The data is still a largely unknown area by the management of who still consider computer systems like magic formulas capable of transforming the business effortlessly. However, the data is capricious, and it requires a lot of work. It’s growing importance in a society where computerization is presence in all sectors, strength to change the perception of this data by the user. Much remains to be done for this change to be fully realized.
- A Big Data project must be managed differently
Big Data is not only a marketing buzz word to describe existing and new technologies but they have their vocabulary, their professionals, their methods, algorithms, and specific projects approaches. Each Big Data project has its specificities. Beyond the technical approach, it induces specific methodology, an appropriate legal framework and a good measure of social impacts. Learning will be necessary because Big Data are in constant reconfiguration.

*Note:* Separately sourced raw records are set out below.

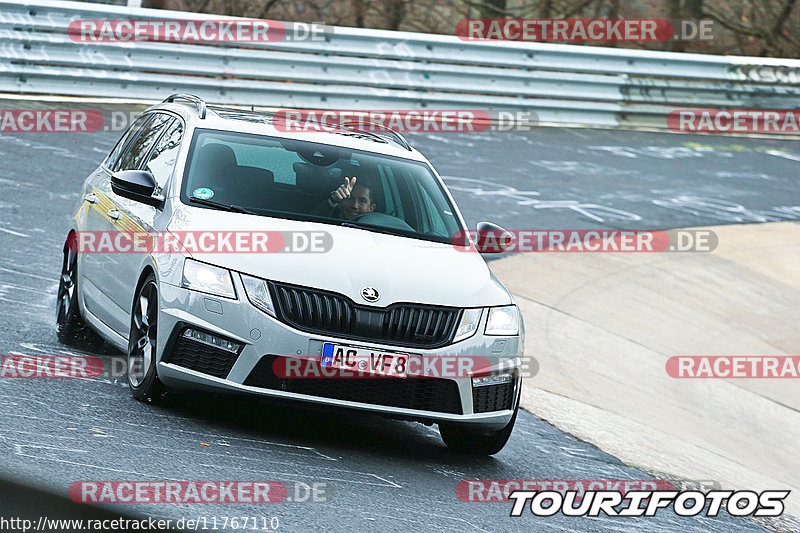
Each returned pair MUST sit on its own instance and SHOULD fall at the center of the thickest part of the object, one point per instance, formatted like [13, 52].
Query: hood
[400, 268]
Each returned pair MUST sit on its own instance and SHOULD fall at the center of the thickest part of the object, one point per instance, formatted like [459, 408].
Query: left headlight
[503, 321]
[207, 278]
[258, 293]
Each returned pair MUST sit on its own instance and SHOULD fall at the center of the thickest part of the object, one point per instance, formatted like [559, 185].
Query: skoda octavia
[378, 317]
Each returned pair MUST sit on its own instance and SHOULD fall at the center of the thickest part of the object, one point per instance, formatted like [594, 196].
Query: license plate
[364, 361]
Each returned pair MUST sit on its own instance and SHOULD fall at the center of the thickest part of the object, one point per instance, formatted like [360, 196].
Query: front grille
[425, 394]
[201, 357]
[315, 311]
[492, 397]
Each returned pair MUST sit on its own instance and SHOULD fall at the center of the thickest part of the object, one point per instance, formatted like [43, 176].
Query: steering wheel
[382, 219]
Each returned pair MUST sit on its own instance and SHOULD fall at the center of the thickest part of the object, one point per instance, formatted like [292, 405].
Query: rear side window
[165, 154]
[137, 149]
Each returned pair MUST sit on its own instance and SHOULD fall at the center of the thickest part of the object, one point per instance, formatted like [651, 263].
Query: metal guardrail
[375, 69]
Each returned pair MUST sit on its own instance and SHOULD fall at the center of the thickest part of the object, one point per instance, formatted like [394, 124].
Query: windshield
[308, 181]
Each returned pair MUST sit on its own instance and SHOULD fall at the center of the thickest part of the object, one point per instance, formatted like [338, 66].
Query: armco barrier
[375, 69]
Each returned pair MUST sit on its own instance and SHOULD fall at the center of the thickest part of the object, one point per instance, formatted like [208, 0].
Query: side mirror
[136, 185]
[493, 239]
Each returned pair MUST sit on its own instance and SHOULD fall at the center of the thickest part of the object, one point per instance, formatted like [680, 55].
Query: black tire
[70, 327]
[141, 361]
[460, 438]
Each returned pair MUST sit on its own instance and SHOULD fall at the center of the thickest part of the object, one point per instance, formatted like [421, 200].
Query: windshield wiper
[218, 205]
[378, 229]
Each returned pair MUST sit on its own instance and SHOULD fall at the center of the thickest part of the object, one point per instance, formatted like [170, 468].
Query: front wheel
[460, 438]
[142, 377]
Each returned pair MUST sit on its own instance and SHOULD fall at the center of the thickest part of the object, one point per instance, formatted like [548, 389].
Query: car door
[115, 281]
[160, 161]
[92, 266]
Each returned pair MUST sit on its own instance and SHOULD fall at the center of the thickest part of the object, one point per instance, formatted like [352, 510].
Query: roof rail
[196, 100]
[399, 139]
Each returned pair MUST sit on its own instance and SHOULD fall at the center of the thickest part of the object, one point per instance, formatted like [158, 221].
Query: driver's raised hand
[342, 192]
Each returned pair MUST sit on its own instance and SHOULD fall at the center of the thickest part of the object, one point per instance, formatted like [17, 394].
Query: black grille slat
[424, 394]
[312, 310]
[492, 397]
[201, 357]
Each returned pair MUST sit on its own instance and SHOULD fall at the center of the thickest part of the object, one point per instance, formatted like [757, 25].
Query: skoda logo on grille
[370, 294]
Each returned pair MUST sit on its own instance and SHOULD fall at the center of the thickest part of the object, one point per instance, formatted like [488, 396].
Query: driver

What can we learn from Big Data? Certainly first of all we should understand what it is and what its value is because working with data is nothing like it was before. The reality is quite different. Above all, we must get rid of some myths like wishing to analyze everything in Big Data. Similarly, the idea of storing everything in order to “do something someday” is just a waste of time. Companies have never been in a better position to leverage the mountains of data available today to quickly gain insights for real business results.